De-escalation Efforts
While clarity on potential deals to avoid further tariff increases in July remained elusive, there were some signs of de-escalation.
China exempted certain US imports from its tariffs, and business groups reported that Beijing had allowed some US-made pharmaceuticals to enter the country without paying the 125% duties imposed earlier in the month in response to Trump’s 145% tariffs on Chinese imports.
Additionally, a list of 131 product categories reportedly under consideration for exemptions circulated among businesses and trade groups. Reuters could not verify the list, which included vaccines, chemicals, and jet engines, and China did not publicly comment on the matter.
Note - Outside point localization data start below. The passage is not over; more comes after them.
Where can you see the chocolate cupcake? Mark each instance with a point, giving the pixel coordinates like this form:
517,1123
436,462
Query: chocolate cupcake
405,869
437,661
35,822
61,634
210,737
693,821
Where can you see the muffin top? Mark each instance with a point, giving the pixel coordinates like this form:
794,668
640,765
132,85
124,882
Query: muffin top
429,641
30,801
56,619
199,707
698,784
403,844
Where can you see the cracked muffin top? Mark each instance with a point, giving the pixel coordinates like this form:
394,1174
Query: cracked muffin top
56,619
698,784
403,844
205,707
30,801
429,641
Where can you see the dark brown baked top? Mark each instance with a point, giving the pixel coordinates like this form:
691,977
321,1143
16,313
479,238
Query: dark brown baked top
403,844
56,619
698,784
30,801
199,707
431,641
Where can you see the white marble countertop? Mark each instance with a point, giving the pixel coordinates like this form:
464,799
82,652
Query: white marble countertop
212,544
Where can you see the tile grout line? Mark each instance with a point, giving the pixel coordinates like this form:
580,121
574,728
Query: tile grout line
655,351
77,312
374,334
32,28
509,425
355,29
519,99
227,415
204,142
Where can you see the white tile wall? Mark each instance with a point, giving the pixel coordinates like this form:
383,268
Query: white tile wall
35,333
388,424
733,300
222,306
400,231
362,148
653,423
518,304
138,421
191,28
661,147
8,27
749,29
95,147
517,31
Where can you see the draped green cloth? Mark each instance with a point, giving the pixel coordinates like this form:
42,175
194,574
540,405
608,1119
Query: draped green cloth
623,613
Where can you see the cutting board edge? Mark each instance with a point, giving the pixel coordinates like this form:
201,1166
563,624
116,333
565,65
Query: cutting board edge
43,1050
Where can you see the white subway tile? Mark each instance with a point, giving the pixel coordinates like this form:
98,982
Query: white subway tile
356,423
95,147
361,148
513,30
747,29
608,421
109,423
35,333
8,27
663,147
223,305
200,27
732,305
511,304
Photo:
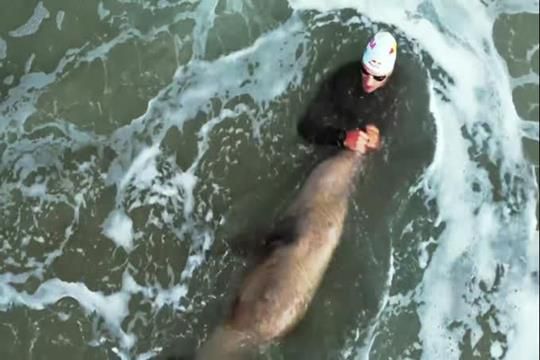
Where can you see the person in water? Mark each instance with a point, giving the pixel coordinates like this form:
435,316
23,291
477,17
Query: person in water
346,111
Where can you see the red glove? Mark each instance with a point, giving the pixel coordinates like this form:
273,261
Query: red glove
356,140
362,141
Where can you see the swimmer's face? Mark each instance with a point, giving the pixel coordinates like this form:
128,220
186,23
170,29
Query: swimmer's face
370,82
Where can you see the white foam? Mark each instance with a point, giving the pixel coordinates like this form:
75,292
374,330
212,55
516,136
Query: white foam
478,231
112,308
102,12
119,228
32,25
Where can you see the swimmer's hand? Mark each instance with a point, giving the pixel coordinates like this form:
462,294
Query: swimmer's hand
363,141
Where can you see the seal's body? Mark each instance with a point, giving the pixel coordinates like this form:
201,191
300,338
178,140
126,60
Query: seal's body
276,294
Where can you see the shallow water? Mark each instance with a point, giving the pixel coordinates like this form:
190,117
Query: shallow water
144,142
The Trump administration also signaled a desire to de-escalate tensions with China, with Bessent stating that both sides considered the current situation unsustainable.
Trump told reporters at the White House that a deal with Japan was imminent, which analysts viewed as a “test case” for other bilateral trade agreements, although negotiations could be challenging. Some expected Prime Minister Shigeru Ishiba and Trump to announce an agreement at the G7 summit in Canada in June.
Trump also told TIME that he had secured “200 deals” that would be finalized within three to four weeks, although he did not provide details. He indicated that he would consider it a “total victory” if tariffs remained between 20% and 50% in a year.
The president argued that his trade barriers would revive US manufacturing industries that had been weakened by global competition.
However, economists generally warned that these tariffs would lead to higher prices for US consumers and increase the risk of recession.
US stocks experienced a weekly gain, but they were down approximately 10% since Trump’s return to office in January, lagging behind indexes in other countries, and the dollar had declined at an unprecedented rate.
European and Asian stocks were poised for a second consecutive week of gains on Friday, and the dollar was on track for its first weekly rise in over a month, as investors were encouraged by signs of potential de-escalation in the US-China trade war.
Wall Street’s main indexes rose slightly as investors sought clarity on the US-China trade situation.
In addition to country-specific tariffs, Trump imposed a 10% blanket tariff on all other US imports and higher duties on steel, aluminum, and automobiles.
He also considered additional industry-specific levies on pharmaceuticals and semiconductors, which could raise drug prices in the US by up to 12.9%, according to industry estimates.
Trump’s tariffs dominated discussions at the IMF meetings, where finance ministers sought meetings with the US treasury secretary.
Bessent described initial talks with South Korea as “very successful” on Thursday, and Seoul called them a “good start.” Further discussions were scheduled for the following week.
Switzerland expressed satisfaction with its initial meeting with Bessent. The US trade office stated that it was “constantly engaged” with Japan and other countries, but Trump would ultimately decide whether to proceed with agreements.
There was limited evidence of tangible progress with other countries, despite warnings from IMF head Kristalina Georgieva about the potential for severe global growth slowdown.